Nizatidine, chemically N-[2-[[[2- [(dimethylamino)methyl]-4-thiazolyl]methyl]thio]ethyl]-N’ -methyl-2-nitro-1,1-ethenediamine, is a histamine H2-receptor antagonist. Nizatidine reduced gastric acid secretion for up to 8 h suggesting that this compound could be used in with a once or twice daily dosage regime. Nizatidine was rapidly and well-absorbed orally, was widely distributed in tissues and the majority of the dose was excreted in the urine within 24 h.
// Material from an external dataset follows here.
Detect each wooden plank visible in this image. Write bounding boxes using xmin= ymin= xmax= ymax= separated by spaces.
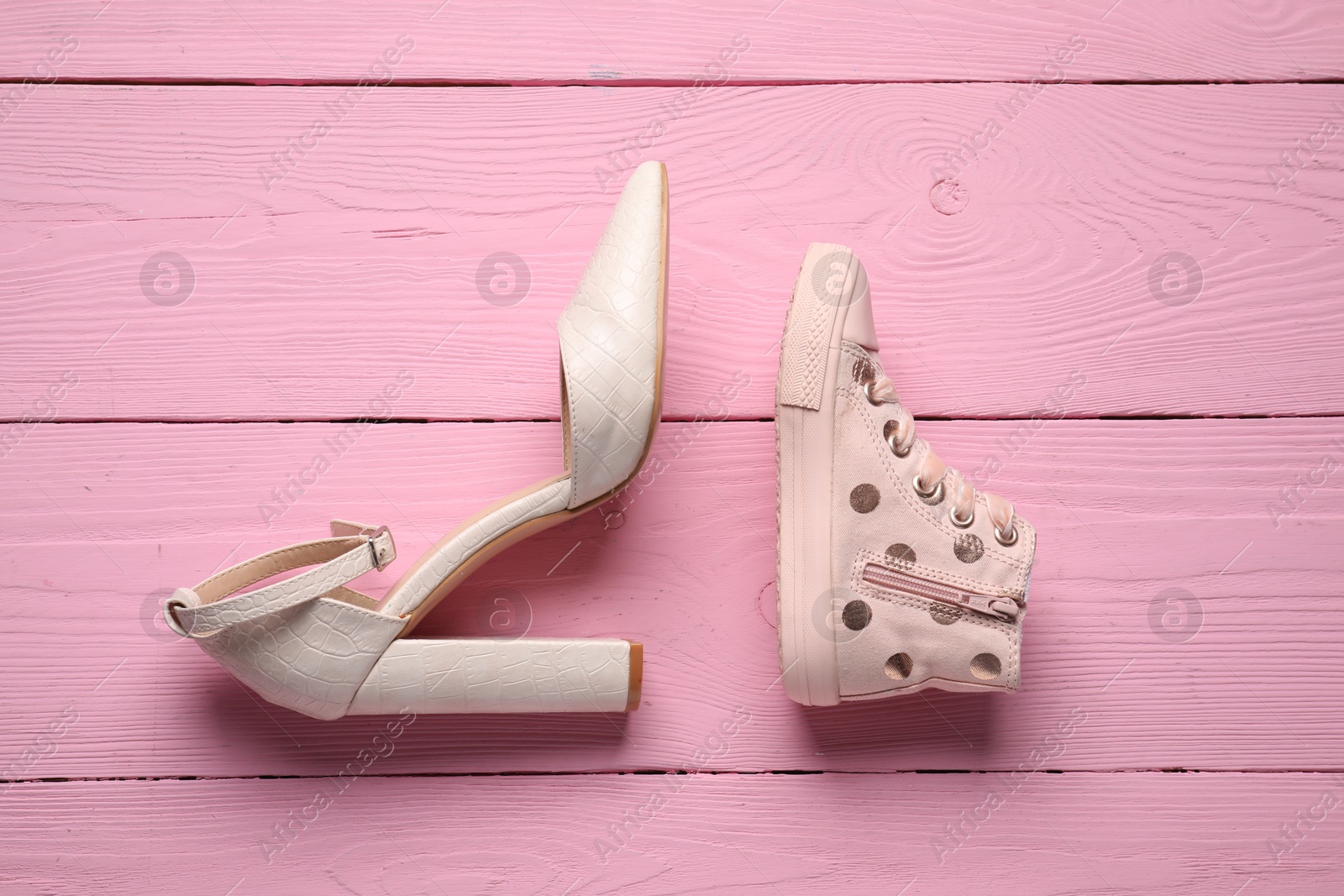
xmin=0 ymin=419 xmax=1344 ymax=778
xmin=0 ymin=83 xmax=1344 ymax=421
xmin=0 ymin=773 xmax=1344 ymax=896
xmin=0 ymin=0 xmax=1344 ymax=83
Nizatidine is indicated for duodenal and gastric ulcer as well as for the treatment of endoscopically diagnosed esophagitis, including erosive and ulcerative esophagitis, and associated heartburn due to gastroesophageal reflux disease.
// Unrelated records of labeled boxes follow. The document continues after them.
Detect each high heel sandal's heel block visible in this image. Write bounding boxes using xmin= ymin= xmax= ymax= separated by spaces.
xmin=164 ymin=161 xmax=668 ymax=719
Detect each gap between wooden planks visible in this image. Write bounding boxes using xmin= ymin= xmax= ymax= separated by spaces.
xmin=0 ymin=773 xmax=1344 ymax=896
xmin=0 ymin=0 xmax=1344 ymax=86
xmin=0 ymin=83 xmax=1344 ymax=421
Oxiconazole nitrate is 2',4'-dichloro-2-imidazol-1-ylacetophenone (Z)-[0-(2,4-dichlorobenzyl)oxime], mononitrate is an imidazole derivative characterized by a broad fungistatic spectrum. In vitro oxiconazole is highly effective against many dermatophytes, including Trichophyton rubrum, Trichophyton mentagrophytes, Trichophyton tonsurans, and Epidermophyton floccosum. In addition, fungicidal activity of various degree was found in selected species (Aspergillus fumigatus, Cryptococcus neoformans, Candida albicans and Trichophyton mentagrophytes). Synthesis of DNA was inhibited by subinhibitory concentrations of oxiconazole in parallel to cell multiplication, whereas synthesis of RNA, protein and carbohydrate was decreased to a lesser extent. OXISTAT® (Oxiconazole nitrate) Cream and Lotion are indicated for the topical treatment of the following dermal infections: tinea pedis, tinea cruris, and tinea corporis due to Trichophyton rubrum, Trichophyton mentagrophytes, or Epidermophyton floccosum. OXISTAT® Cream is indicated for the topical treatment of tinea (pityriasis) versicolor due to Malassezia furfur. Oxiconazole cream exerts no detectable systemic effect since only a negligible amount is absorbed from the skin. Once-daily use of oxiconazole cream could be valuable in patients with a history of noncompliance with multiple-daily regimens of other topical antifungal agents.